Clearly, Shiva has his own models, which he has painted by looking at real objects. But the outcome is similar to recalling one’s memories, the same as the ones Giorgio Morandlived with looking for the time passed. There is only one difference. The way Shiva paints resembles some sort of analysis of a complicated process: “Memorizing and Recalling”. Such an idea could just be generated by the viewer’s mind. In other words, Shiva might have painted whatever lied in front of him, without knowing the first thing about this notion. However, it cannot be denied that such interpretations, although vague, could be logical and acceptable in visual arts. In fact, ambiguity is a sign of an undeniable fact: The flow of the viewer’s experiences and their consequent change while facing an art work. Some Japanese aesthetics analysts suggest the word “wabbi” for a special quality in these works. The concept is untranslatable and has no equivalence in Persian, but refers to perceiving and understanding the real quality of the real objects and simply put, distilling pure sensitivity in which a careful look, silence and inner motivation are intermingled.; something more like what Kafka says: “ Importance must lie in your look, not in what you look at.”
Two other differentiating features in Shiva’s paintings are his technical skill and the respect he has for his visual expressive tools. Art and its different kinds will anyhow exist, which is why they change.Adami once said:” Practical techniques and skills have no role in a painting’s being modern.” But I personally believe that this seemingly petty issue is , in fact, one of the most important ones in today’s art. A mess or scatter is technically or practically as bad as being old-fashioned, something which should not be ignored or underestimated.

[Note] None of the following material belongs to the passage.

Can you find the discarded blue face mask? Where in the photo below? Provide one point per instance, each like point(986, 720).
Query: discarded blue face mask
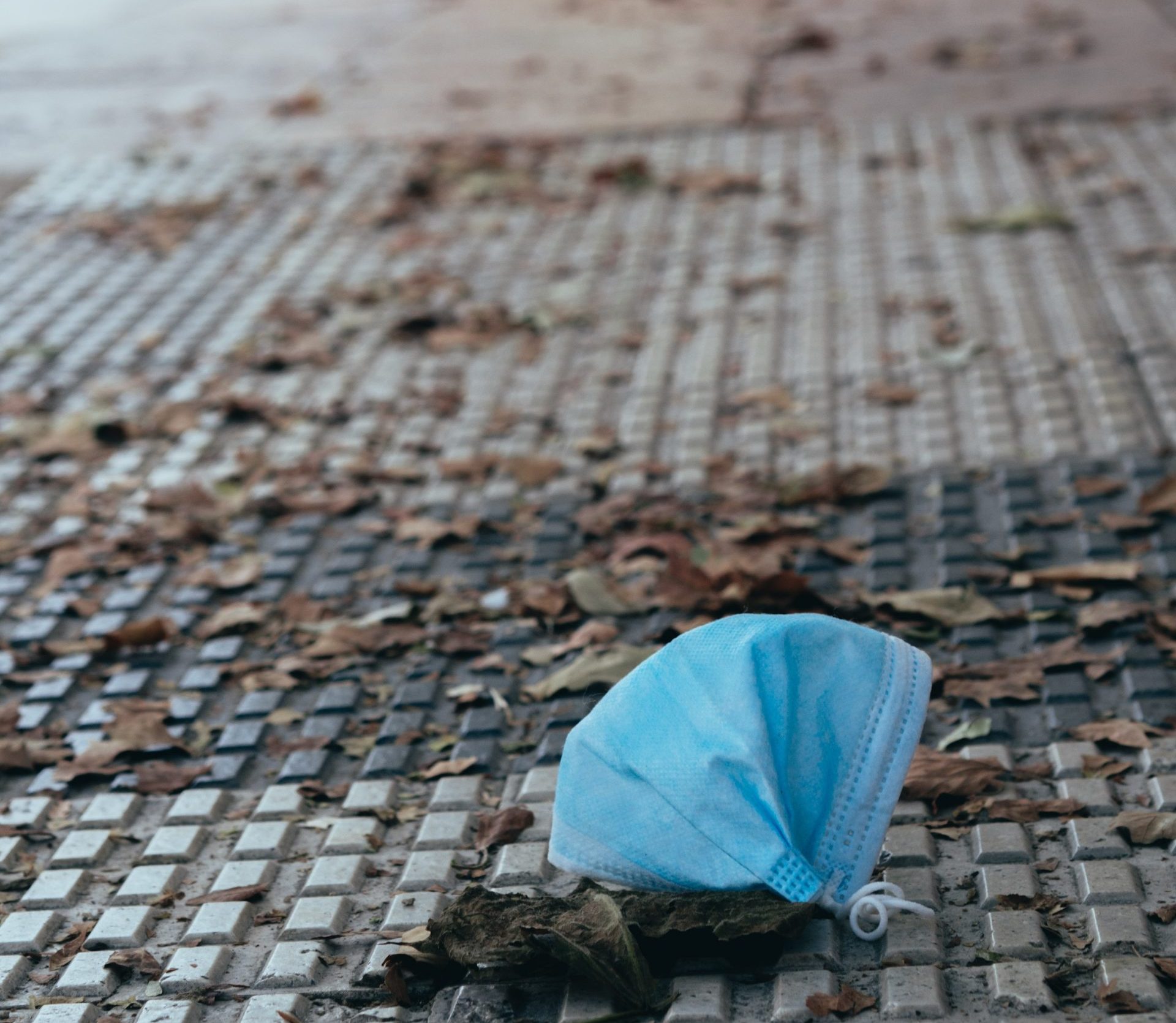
point(759, 750)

And as one last word, if not taken as a piece of advice, Shiva paints what he sees in his surroundings and is in connection with his personal life. This is not bad. Before that,
Giorgio morandi did the same thing , carving his name on history for eternity. Even if the painter tries to create a personal painting, the language he uses is so public and may sometimes take a rhetoric form. Nevertheless, he should not forget that these concepts and closed environments are of a limited scope, as a result of which he might be trapped in an environment solely created for him. Clearly, under such circumstances painting cannot be looked on thoroughly. It will also be much of a burden to focus on the rumination bases, the only solution to which is to transform an ordinary object into a beauty in his inner personality, and to entangle himself in recalling the memories concealed in delicate forms. Unlike what Nietzsche assumes, beauty should not necessarily be joyful. It can appear as a consoling element for the loss of the excitement and enthusiasm, making the painter take the risk of returning to the past, and most dangerous of all, forget that outside his painting workshop, there are alleys and streets outside his painting workshop with people only a few steps away, each of whom may hold an attractive content for painting in them.